Racial inequality has been an inherent part of our country's economy, social fiber, and media landscape since its construction. It's no surprise that white people, (as well as non-black-or-Indigenous people of color), have to work to undo their ingrained racial bias. But racism is largely understood as extreme and intentionally violent, so when people of color call attention to their white peers' casual racism, it is interpreted as an attack on the white person's entire personhood. Instead of dealing with the specific situation, white people who are called out tend to feel the need to defend themselves, asserting that they are good people so they couldn't possibly have done something racist.
Racism is very much evident in overtly discriminatory public policies and extreme media rhetoric, and there are certainly people who are violently racist and who deserve to be wholly disavowed. But it also exists in more subtle, quotidian ways. Racial bias is evident when people struggle to remember "foreign" or "ethnic" names even when they've engaged with a person of color for weeks or months, in the ways people of color are dismissed as bossy or loud when they assert their opinions, and, even more subtly, in the ways white people feel comfortable taking up space in social settings, often at the expense of people of color who have been conditioned to be accommodating.
From personal experience, I have noticed white people on the train get visibly upset when I ask them to move over so that I can sit down, and have observed people at stores and restaurants speak loudly and slowly to my parents, who speak accented English. As a child, I constantly had to assert that I wasn't inherently different just because my skin is brown; I distinctly remember a friend in elementary school pointing to the brownish dried blood around a cut on my arm and telling me it was that color because of my brown skin, as if all bodies don't bleed and scab and repair themselves in the same way.

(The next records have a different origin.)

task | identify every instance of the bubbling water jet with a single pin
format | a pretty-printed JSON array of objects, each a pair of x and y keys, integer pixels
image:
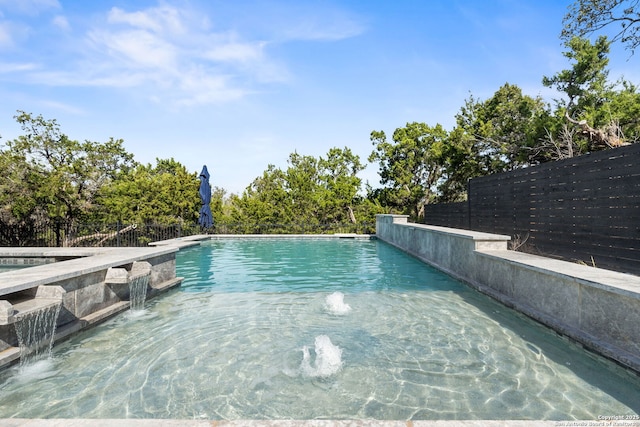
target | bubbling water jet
[
  {"x": 335, "y": 304},
  {"x": 328, "y": 358}
]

Recently, Twitter user @tatianatmac addressed her daily struggles as a person of color living in the U.S. She detailed a scenario where white people at a coffee shop continually cut in front of her and held up a line by taking a long time to order, apparently completely unaware of the people around them. She also wrote that she has started not moving out of the way when walking past white people in public spaces, detailing the confusion and anger that incites in them. She explains that in these instances, white people feel entitled to waste her time and to infringe on her space, which erases her and indicates that she is perceived as less valuable than her white peers.
She writes, ultimately, "I am tired all of the time now. All. The. Damn. Time. I'm tired and I feel erased from my own country. My own natural-born city by people who have migrated here from other states. And yet, I still get questioned DAILY where I'm *really* from. So white friends, know this: When I'm talking about white people, you're included in that. When you don't listen to me, when you invalidate my experiences as overreactions. It hurts most when it comes from you. I can write off the Ambers of the world but it's harder to write off someone you love."
The thread has been getting a lot of responses from people thanking her for her emotional labor, sharing their own experiences with racism, and asking for advice on how to be a good ally as a white person. She wrote a follow-up thread educating white people on how they can stand up for people of color when they notice micro-aggressions happening. She encourages people to confront their friends, who are most likely to listen to them, and says its important to acknowledge racism even if it feels uncomfortable.